The Washington Free Beacon quoted Stuart Jones, former ambassador to Jordan, saying in that hearing on Thursday, “With the ISIS threat destroyed, malign Iranian interference is now the primary security challenge facing the region.” And whereas the president has made it obvious that his administration recognizes the seriousness of that challenge, there are major questions swirling around what role the US will take in Syria and Iraq now that Iranian proxies have become entrenched in areas where they were previously fighting ISIS.

But the same hearing also called attention to the fact that Sunni jihadism like that of ISIS has not ceased to be a threat just because that would-be caliphate has been largely replaced by Iran. In fact, the Free Beacon also quoted former Ambassador to Turkey Eric Edelman as anticipating the president’s remarks on the National Security Strategy, specifically by identifying Iran’s “quest for regional hegemony” and “the persistence of Sunni Islamic extremism” as two “primary, intertwined threats.”

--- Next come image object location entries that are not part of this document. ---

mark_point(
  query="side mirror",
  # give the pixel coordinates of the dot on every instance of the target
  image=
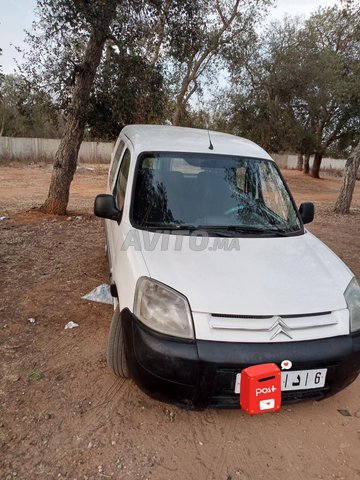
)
(105, 207)
(307, 211)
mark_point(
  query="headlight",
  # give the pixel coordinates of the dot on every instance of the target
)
(352, 297)
(163, 309)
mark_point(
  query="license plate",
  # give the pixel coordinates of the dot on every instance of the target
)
(297, 380)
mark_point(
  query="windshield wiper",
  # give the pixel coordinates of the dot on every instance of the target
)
(219, 230)
(245, 229)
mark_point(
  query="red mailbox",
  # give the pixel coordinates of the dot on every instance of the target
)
(260, 388)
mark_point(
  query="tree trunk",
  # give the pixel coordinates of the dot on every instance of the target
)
(300, 162)
(307, 164)
(65, 161)
(343, 202)
(315, 171)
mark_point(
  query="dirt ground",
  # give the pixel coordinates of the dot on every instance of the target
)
(63, 415)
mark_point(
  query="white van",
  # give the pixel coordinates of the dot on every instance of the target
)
(212, 271)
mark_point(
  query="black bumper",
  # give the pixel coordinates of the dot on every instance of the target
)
(200, 374)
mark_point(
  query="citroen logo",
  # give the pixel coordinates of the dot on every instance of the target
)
(278, 327)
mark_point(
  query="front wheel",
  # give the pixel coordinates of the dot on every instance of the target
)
(115, 354)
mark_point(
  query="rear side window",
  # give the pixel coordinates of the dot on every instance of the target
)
(115, 162)
(120, 188)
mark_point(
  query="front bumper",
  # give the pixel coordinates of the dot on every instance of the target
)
(199, 374)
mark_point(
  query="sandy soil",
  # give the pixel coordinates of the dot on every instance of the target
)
(63, 415)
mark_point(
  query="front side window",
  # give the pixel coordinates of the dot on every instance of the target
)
(175, 190)
(115, 162)
(120, 188)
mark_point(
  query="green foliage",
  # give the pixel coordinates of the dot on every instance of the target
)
(25, 112)
(299, 89)
(127, 90)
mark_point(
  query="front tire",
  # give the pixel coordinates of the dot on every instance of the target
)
(115, 354)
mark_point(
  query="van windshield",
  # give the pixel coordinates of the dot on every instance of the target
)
(193, 191)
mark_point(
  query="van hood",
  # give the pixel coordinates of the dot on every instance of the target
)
(262, 276)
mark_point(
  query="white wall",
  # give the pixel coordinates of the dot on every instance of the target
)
(16, 148)
(290, 161)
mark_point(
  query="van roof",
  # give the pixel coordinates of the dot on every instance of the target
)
(182, 139)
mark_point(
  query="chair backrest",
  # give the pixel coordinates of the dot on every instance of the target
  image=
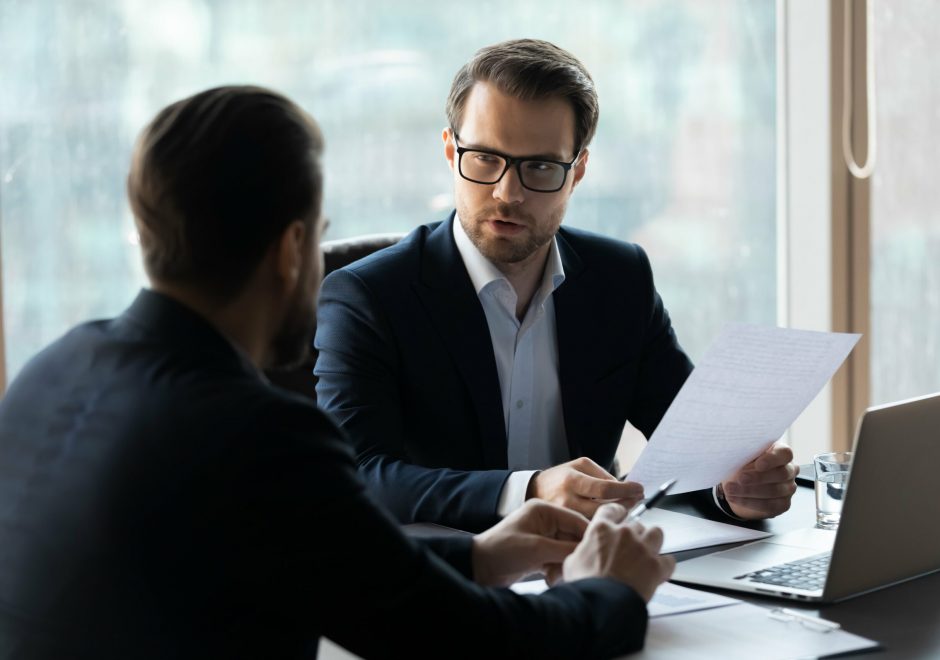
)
(336, 255)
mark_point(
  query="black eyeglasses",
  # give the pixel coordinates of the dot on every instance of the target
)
(488, 167)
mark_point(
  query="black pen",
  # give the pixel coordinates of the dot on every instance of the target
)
(650, 501)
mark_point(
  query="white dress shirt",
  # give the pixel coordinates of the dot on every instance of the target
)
(527, 365)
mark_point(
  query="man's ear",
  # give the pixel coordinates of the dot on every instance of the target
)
(580, 168)
(290, 253)
(450, 150)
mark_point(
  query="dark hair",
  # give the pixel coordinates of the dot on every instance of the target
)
(216, 178)
(529, 69)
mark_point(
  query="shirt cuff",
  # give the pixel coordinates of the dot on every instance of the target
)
(514, 490)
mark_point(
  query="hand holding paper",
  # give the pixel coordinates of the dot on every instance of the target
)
(750, 386)
(763, 487)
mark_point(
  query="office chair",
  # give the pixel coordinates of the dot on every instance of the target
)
(336, 254)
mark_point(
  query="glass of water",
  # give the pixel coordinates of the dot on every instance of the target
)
(832, 479)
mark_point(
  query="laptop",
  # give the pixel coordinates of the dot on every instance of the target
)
(888, 532)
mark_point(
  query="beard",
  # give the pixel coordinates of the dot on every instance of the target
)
(291, 346)
(509, 249)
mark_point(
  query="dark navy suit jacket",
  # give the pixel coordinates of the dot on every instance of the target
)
(159, 500)
(406, 366)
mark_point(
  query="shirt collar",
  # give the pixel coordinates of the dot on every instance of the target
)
(483, 272)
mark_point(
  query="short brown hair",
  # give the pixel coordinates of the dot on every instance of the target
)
(216, 178)
(529, 69)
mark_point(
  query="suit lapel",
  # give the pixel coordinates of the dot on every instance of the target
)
(451, 302)
(573, 311)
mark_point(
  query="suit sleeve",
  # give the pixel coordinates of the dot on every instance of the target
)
(358, 385)
(664, 366)
(343, 563)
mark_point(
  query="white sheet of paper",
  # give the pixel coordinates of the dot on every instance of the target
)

Edelman also reportedly reiterated the critiques of a seemingly underdeveloped White House strategy, identifying the retention of a US troop presence in Syria as a necessary first step but also as not being enough on its own. The former ambassador urged the development of a more comprehensive strategy that takes advantage of Iran’s strategic overextension, which has seen the direct involvement of the Iranian Revolutionary Guard Corps in Syria, Iraq, Yemen, and elsewhere, even as the regime faces popular unrest and domestic crises at home.

In between the Committee hearing and the president’s announcement on Monday, World Net Daily issued a report that helped to further underscore the severity of the Iranian threat and the fact that it is not only a challenge to Middle Eastern stability but also a challenge to Western interests throughout the globe. It observed that Abdollah Motevalian, a columnist for Iran’s Javan newspaper, recently underscored Iran’s fiercely anti-Western ideology by writing that Iran would be at the heart of a “new world order” built upon the “ruins of the Western world order.”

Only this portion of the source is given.